The actual number depends on thickness of gold plating layer and brand name ones definitely get better gold plating. On top of that I personally think that those jacks that the manufacturers are pitching as Power-over-Ethernet certified might get a thicker layer yet due to higher currents they suppose to withstand. I can think you Hubbell CAT6 as one example of PoE-certified jacks. You should be able to locate more
Correct, the 750 insertions is the minimum requirements from the connector standard.
Here you are wrong, all jacks meeting the IEC standards for Cat5E or higher must support PoE, so PoE certified jacks are only marketing and has nothing to do with technical requirements.
The cabling groups from TIA and ISO/IEC is together with IEEE working on the requirements for PoE Plus (PoEP), here there are some indications that unmating under load might stress the connectors, this might result in additional requirements in the component standards.

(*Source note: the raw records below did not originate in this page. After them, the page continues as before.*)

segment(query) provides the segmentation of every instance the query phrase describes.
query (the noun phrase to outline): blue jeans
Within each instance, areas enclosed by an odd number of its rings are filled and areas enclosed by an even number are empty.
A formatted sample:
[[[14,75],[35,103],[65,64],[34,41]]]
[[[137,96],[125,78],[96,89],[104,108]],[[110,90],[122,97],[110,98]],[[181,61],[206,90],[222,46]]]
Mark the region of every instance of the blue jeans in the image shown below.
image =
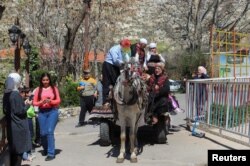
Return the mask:
[[[58,109],[40,109],[38,113],[41,143],[48,156],[55,156],[54,131],[58,121]]]

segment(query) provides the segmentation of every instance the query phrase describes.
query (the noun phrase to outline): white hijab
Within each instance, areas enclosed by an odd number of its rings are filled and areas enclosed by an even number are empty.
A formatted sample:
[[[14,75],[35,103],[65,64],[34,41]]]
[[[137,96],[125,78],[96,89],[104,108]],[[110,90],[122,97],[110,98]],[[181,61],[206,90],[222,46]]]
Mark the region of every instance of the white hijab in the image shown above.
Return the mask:
[[[4,93],[18,91],[21,85],[21,76],[18,73],[10,73],[5,81]]]

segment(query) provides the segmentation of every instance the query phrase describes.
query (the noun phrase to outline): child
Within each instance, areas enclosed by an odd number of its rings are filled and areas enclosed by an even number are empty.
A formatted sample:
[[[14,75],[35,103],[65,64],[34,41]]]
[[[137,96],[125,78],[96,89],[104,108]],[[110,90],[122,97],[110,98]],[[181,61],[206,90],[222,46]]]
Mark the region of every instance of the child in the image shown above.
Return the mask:
[[[177,114],[179,112],[185,112],[183,109],[180,108],[178,100],[176,100],[176,97],[174,96],[173,93],[169,93],[168,99],[169,99],[169,112],[170,113]]]

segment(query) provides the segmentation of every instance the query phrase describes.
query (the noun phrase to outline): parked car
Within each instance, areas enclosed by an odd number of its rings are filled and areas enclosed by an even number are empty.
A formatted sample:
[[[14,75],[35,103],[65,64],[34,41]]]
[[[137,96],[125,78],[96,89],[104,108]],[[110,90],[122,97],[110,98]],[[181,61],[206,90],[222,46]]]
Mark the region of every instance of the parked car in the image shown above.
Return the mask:
[[[169,86],[170,86],[170,91],[176,92],[176,91],[180,90],[181,83],[179,83],[175,80],[169,79]]]

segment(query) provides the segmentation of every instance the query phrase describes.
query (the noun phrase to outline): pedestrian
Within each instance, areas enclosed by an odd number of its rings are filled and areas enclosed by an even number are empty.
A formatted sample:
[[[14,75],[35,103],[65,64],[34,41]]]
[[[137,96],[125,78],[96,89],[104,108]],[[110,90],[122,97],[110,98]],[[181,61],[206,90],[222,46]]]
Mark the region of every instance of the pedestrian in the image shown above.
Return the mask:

I still think that as someone said that is in lab conditions. Unfortunately my experiences in the past 10-15 years have been in places where installers have not done a great job and sometimes public areas have been involved. But even sw developer teams or sys/net adm prep teams move/change/remove PCs and their net connections frequently, and not that carefully either...
Ahh, but I have found for example that good quality switch sockets are pretty hard wearing too. Here I am thinking specifically bulk wall sockets.
That's probably why all those spec sheets say "> 750 insertions", they have to :-).
Interesting, that's definitely one thing to look for. But I have noticed that sometimes there are _mechanical_ problems, e.g. contacts inside, where wiggling/pushing a bit on the cable makes the socket work, at least while pushed/wiggled.
Never mind the case I found recently of poorly installed sockets where the incoming CAT6 was sharply bent as the wallbox was too small for a smooth turn (I think CAT6 minimum radius is 50mm or so).